Breve cronistoria: dalle origini a oggi

Era il 1973 quando il Comune di Curtatone e la Pro Loco danno vita all'Incontro dei madonnari con il sostegno di una giornalista mantovana Maria Grazia Fringuellini, dell'esperto di folclore Gilberto Boschesi e con la partecipazione a quella prima edizione di figure note al grande pubblico quali il giornalista televisivo Enzo Tortora e Dino Villani, geniale inventore di manifestazioni popolari quali la Festa della mamma e Miss Italia.

Se alcune vecchie foto documentano il lavoro dei pittori di strada impegnati nella raffigurazione dei santi patroni realizzate in occasioni delle feste tradizionali dell’Italia del Sud, va detto che mai prima del 1973 era stato organizzato alcun raduno di questo tipo e che la piazza di Grazie può vantare un vero e proprio primato in tale senso. Il concorso ha quindi avuto anche il merito di salvare un tipo di arte che era destinato a finire e di sdoganare finalmente un tipo di pittura che era spesso censurata come “accattonaggio”. Come era prevedibile, sin dalla prima edizione, si sono affermati i madonnari pugliesi, forti di una tradizione consolidata che li vedeva lavorare in occasione delle festività. Nel 1985 per la prima volta c’è la suddivisione dei madonnari in tre categorie (Maestri, Qualificati, Semplici) e sulla piazza si incontrano la scuola tradizionale e le innovazioni date dai giovani formati nelle accademie, provengono da tutta Europa e dagli Stati Uniti. Tra tutti emergono il talento e la tecnica dello statunitense Kurt Wenner, profondo conoscitore dell'arte italiana rinascimentale e manierista che applica i segreti degli effetti prospettici anamorfici alla pittura su asfalto e regala l'illusione di sapere “bucare” l’asfalto.[1] Allo stesso Wenner sarà affidato il compito di progettare un immenso dipinto (25x5 metri), realizzato da un team di oltre trenta madonnari, in occasione della visita a Mantova del papa, futuro santo, Giovanni Paolo II, nel giugno 1991. Il Giudizio Universale viene talmente apprezzato dal papa da essere siglato dallo stesso pontefice e con quel semplice gesto l'arte. È questo un riconoscimento pubblico e ufficiale per i madonnari, che sino a quel momento avevano avuto molti problemi a farsi accettare nelle piazze.

 

Il Centro Italiano Madonnari e il Museo dei Madonnari: conservare l'effimero

Nella storia dell'Incontro di Grazie, a partire dal 1998, è attivo il Centro Italiano Madonnari, ovvero un'associazione di volontariato che promuove, divulga e perpetua l'Incontro Nazionale Madonnari di Grazie, incentiva i giovani pittori, conserva la memoria storica del concorso e pubblicizza l'attività dei pittori dell'asfalto.

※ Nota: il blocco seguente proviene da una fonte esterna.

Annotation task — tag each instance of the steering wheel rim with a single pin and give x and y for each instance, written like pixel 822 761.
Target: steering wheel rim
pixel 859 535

Nel Museo dei Madonnari di Grazie, per sua stessa natura sempre in crescita, la conservazione di questa particolare arte di strada è garantita dalla raccolta di alcuni pannelli dipinti a gessetto, da tavolette realizzate con terra battuta (memoria di quando non era ancora impiegato l'asfalto), dalla documentazione raccolta e schedata (foto, locandine, pubblicazioni specifiche, video, bozzetti...), sempre guardando al futuro.



[1] I suoi lavori sono considerati tra i primi esempi di quella che oggi, a distanza di trent'anni è un'arte universalmente diffusa e conosciuta dalla street art come arte in 3D. Mi permetto di rimandare al catalogo della mostra allestita nel 2002 nel Museo d'Arte Moderna di Gazoldo degli Ippoliti intitolata Kurt Wenner. Master Artist, da me curata e con un testo di Paolo Bertelli.